Ecco. Non dico che questi rapporti si interromperebbero, se il fronte del “leave” dovesse avere la meglio, ma sicuramente ci sarebbero delle conseguenze anche perché le politiche economiche si baserebbero a quel punto su altri tipi di scelte fatte dal Regno Unito e non più da Bruxelles in materia di circolazione delle merci. Sarei cautamente ottimista perché in fondo non è nell’interesse di nessuno creare dei dazi o delle barriere.

E se vincesse il Brexit cosa potrebbe fare l’Europa per ridurre le eventuali conseguenze negative?
Poco o niente, purtroppo. Questo è il problema delle scelte unilaterali. Si possono prevedere dei “paracaduti economici”, degli interventi della Banca centrale, quello che si poteva fare, tuttavia, è già stato fatto negoziando il trattato con il Regno Unito, perché non dimentichiamo che il voto è proprio su questo. O la Gran Bretagna esce dall’UE oppure, se rimane, entra in vigore il nuovo trattato di adesione che concederà a Londra uno status speciale di autonomia su una serie di questioni.

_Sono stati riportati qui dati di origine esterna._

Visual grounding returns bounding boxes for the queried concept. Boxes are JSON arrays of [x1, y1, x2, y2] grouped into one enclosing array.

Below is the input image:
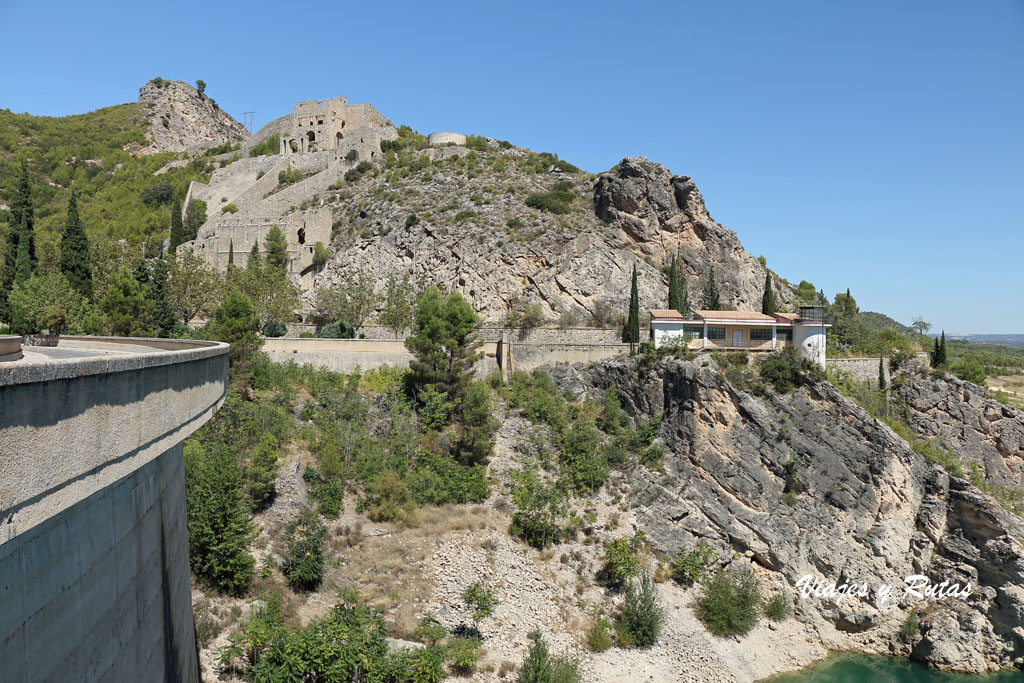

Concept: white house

A cosa si deve questa crescita esponenziale dell’euroscetticismo, è solo la paura dell’immigrazione? Tema, peraltro, fatto proprio dai fautori della campagna del “leave”.
La crisi economica, oltre quella dei migranti, è stata un fattore decisivo in questo senso, parliamo del 2008 se non addirittura del 2005 quando fu bocciato il trattato costituzionale in Francia e in Olanda, cosa che ha innescato un atteggiamento di scetticismo, anche sotto il profilo politico e sociale, che ha contagiato la discussione pubblica. Sparare addosso all’Unione europea, pur con tutti i suoi difetti, è diventata una moda. L’euroscetticismo viene smentito dal fatto che le decisioni fondamentali continuano ad essere prese a livello intergovernativo e la Brexit ne è un esempio lampante, alla faccia delle tanto chiacchierate iper-regolamentazioni europee. Vedremo cosa accadrà, forse basterà anche una vittoria tirata dei “remain” per far riprendere vigore il “discorso europeo”, dal momento che in campo ci sono componenti emotive e poco razionali.

Cioè?
Va bene coinvolgere il popolo, ma non si può prendere una decisione così secca in un giorno, senza ulteriori passaggi, senza maggioranze qualificate, senza quorum, già sapendo che il risultato avrà un margine molto limitato. Da giurista soffro nel vedere le regole banalizzate in questo modo.

È stato detto che la tragedia della deputata laburista Cox potrebbe spostare i voti verso i favorevoli all’Europa. Crede che l’episodio influirà sul risultato del referendum?
La domanda che mi pongo è questa: ha senso che un episodio, per quanto tragico, abbia la facoltà di cambiare i destini dell’Europa? Da convinto europeista mi auguro che la Gran Bretagna resti nell’UE anche se ciò non terminerebbe la discussione, perché a quel punto altri Stati comincerebbero a negoziare delle regole specifiche.

Si creerebbe quindi un effetto domino?
Sicuramente, addirittura ancora di più se vincessero i favorevoli alla permanenza del Regno Unito nella UE.